As Justin Rose steadied himself on the sixth tee, the hush around him was broken by a kind of low, guttural noise from fans across the water. Heads swiveled towards the fifth green just in time to see a solitary white ball roll up to the cup and drop into the hole, without a golfer in sight.
The noise became a roar. Standing next to Rose were Rory McIlroy, Tommy Fleetwood and their captain, Luke Donald.
“A hole in one!” said McIlroy. And on a par four, too. “Who was it?”
Donald pressed his finger against his earpiece, listening for news.
“Viktor,” he said, and McIlroy broke into a broad grin. They will tell you everybody loves everybody in Team Europe – but everybody loves Viktor Hovland.
Then came the catch. “But it was his second ball,” said Donald. This was the final practice round before the Ryder Cup begins on Friday, and Hovland had been trying out different clubs on each tee.
“That’s an anticlimax,” said Fleetwood.
“It’s a good three, though,” joked Donald.
In that moment, among the few thousand fans in that tucked-away corner of Marco Simone Golf Club, the mood was euphoric, and it underlined a point about the Ryder Cup: it is never a fair fight. Home advantage is everything, which explains why the US haven’t won on European grass for 30 years. There are some American spectators in Rome this week – you tend to notice them – but the vast majority have come to watch Europe win back the Cup.
A few hours earlier, thousands of fans had buzzed through the gates. The Ryder Cup draws a mesh of golf enthusiasts, from older couples with a few days booked in Tuscany once it’s over, to young and not-that-young men channelling stag-do energy.
In they came: giddy Brits drinking Peroni at 9am; sleek Scandinavians in viking hats; tanned Spaniards shouting ‘Vamos!’ wherever Jon Rahm went; boistrous Americans dressed head to toe in stars and stripes, the sort of men who talk with their shoulders, the sort of men whose only setting is 11.
Off they scuttled to seek out their favourite players, like tourists on safari. Their feet brushed quietly through the long grass at Scottie Scheffler’s favourite watering hole, the chipping green. They huddled round as Matt Fitzpatrick honed his putting. They gathered in their thousands at the grandstand behind the driving range where a small pack of Americans were working on their long game, each shot traced in bright colours on a giant screen.

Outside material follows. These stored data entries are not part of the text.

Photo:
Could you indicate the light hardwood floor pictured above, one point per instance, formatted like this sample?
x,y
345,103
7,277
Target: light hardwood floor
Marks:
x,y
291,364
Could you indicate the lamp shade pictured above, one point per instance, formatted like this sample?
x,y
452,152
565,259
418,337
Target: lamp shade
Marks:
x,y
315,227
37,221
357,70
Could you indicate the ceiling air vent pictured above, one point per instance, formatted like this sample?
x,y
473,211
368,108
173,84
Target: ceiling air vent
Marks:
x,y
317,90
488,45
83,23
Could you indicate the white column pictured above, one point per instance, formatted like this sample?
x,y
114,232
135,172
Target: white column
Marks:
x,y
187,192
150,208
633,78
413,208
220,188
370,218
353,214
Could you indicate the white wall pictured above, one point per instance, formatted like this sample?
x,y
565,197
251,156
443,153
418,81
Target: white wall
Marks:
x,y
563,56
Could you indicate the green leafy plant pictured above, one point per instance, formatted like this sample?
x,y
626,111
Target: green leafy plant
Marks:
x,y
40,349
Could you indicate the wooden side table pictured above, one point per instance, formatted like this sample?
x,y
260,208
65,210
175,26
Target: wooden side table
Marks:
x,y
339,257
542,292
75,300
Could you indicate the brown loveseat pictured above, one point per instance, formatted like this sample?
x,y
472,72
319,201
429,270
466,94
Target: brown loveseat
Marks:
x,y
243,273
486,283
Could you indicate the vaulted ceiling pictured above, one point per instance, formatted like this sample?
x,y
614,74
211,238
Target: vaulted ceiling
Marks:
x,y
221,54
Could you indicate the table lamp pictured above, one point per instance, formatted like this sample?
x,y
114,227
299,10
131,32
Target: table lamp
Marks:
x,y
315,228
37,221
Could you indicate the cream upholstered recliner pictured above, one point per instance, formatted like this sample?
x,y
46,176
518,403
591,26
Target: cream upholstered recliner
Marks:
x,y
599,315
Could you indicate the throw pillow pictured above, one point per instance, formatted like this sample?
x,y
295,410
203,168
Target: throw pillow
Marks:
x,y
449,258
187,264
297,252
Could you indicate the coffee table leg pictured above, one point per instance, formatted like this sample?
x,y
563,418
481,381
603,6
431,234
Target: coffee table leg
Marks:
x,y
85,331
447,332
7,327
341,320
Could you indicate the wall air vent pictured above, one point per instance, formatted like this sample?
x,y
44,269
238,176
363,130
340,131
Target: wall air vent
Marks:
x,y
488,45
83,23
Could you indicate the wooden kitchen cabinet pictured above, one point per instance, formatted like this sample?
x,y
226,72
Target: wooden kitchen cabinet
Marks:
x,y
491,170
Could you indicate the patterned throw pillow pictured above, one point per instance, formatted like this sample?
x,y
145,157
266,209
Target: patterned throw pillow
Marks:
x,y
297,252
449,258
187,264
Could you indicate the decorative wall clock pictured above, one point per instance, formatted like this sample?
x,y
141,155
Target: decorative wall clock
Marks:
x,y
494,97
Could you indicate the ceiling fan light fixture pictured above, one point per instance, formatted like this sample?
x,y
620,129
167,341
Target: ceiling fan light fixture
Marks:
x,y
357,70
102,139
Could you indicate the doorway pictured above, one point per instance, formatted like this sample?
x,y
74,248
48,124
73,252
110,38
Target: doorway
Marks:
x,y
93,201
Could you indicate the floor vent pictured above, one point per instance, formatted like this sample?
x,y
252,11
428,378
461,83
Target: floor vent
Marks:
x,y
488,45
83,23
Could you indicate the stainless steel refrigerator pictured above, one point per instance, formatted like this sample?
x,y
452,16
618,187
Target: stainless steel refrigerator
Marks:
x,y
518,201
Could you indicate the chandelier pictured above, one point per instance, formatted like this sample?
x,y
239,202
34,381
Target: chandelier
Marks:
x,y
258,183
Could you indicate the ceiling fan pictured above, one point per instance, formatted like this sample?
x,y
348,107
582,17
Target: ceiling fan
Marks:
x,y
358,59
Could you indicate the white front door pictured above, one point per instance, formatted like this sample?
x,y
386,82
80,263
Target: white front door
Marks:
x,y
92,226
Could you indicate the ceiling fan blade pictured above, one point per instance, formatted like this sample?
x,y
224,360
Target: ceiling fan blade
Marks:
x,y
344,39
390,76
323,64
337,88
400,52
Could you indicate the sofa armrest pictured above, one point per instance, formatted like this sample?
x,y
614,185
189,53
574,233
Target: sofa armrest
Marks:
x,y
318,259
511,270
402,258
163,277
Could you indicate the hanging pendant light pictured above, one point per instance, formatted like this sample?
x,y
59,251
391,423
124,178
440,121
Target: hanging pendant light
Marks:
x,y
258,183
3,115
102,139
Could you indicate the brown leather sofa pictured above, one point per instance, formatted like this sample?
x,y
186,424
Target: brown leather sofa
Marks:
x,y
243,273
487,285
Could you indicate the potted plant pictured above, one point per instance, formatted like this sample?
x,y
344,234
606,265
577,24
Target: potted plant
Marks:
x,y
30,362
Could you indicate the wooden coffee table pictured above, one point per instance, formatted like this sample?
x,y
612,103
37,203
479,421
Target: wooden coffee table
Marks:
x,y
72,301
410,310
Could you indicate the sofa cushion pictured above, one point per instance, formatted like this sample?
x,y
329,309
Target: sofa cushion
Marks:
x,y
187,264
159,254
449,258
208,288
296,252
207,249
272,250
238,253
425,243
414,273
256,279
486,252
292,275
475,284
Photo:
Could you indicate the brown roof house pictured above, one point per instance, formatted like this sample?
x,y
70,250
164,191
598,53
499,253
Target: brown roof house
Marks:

Beside them a lone European player worked his way through his repertoire: Hovland played a few short chips, some spinning wedges, a handful of piercing irons and woods, before he finally brought out the driver, which brought swooning gasps from the onlookers behind. As he left for the first tee, an almighty cheer emitted from the stand and he smiled. Everybody loves Viktor Hovland.
Out on the course, the currency was shade – isolated trees were sacred life-givers to be huddled under. Stalls offered hamburgers and hog roasts and unseemly amounts of official Ryder Cup drink Gatorade. Fans leaned off high varandas attached to a giant structure that looks like the side of a cruise ship, craning to see something, as EU flags flapped over the edge.
Home advantage really brings three key things. The first is familiarity: several of Team Europe have played Marco Simone before and two of them – rookies Bob MacIntyre and Nicolai Hojgaard – have won the Italian Open here. The second is the opportunity to set up a favourable course, with thick rough designed to swallow wayward US drives, although the old differences between big-hitting American golfers and shorter, more precise European golfers are negligible these days.
And then there’s the crowd: 50,000 spectactors will roam the course each day and if history is anything to go by, they will turn this pleasant Lazio hillside into an intimidating cauldron for the American players. In 30C heat, after European fans have waited four years to see Ryder Cup golf in the flesh, there are bound to be some flash points. For now it is mostly a place of dizzy excitment. Marco Simone is part carnival, part themepark, and it can take a feat like Hovland’s to remind you that a sporting event is about to break out.
Hovland throws his ball to the crowd after fishing it from the hole— (Getty Images)
A few minutes after his ball fell into the cup, Hovland marched on to the fifth green to rowdy applause, pushed to the front by his practise partners like a bowler who’d taken a five-fer. He doffed his cap and flexed a bicep, and the crowd let out a rising “oooooh” as he walked towards the hole and fished out his ball.
Perhaps that moment meant nothing. After all, it was just a practice shot off a tee that will be 80 yards further back come Friday morning. But it was impossible not to notice the triumphalist mood in the air. European fans haven’t just come here to watch the Ryder Cup; they’ve come to win it. That, surely, will make a difference over the next few days. How can you not play better when thousands of people are willing your ball into the hole?
Welcome to Rome, America. This will not be a fair fight.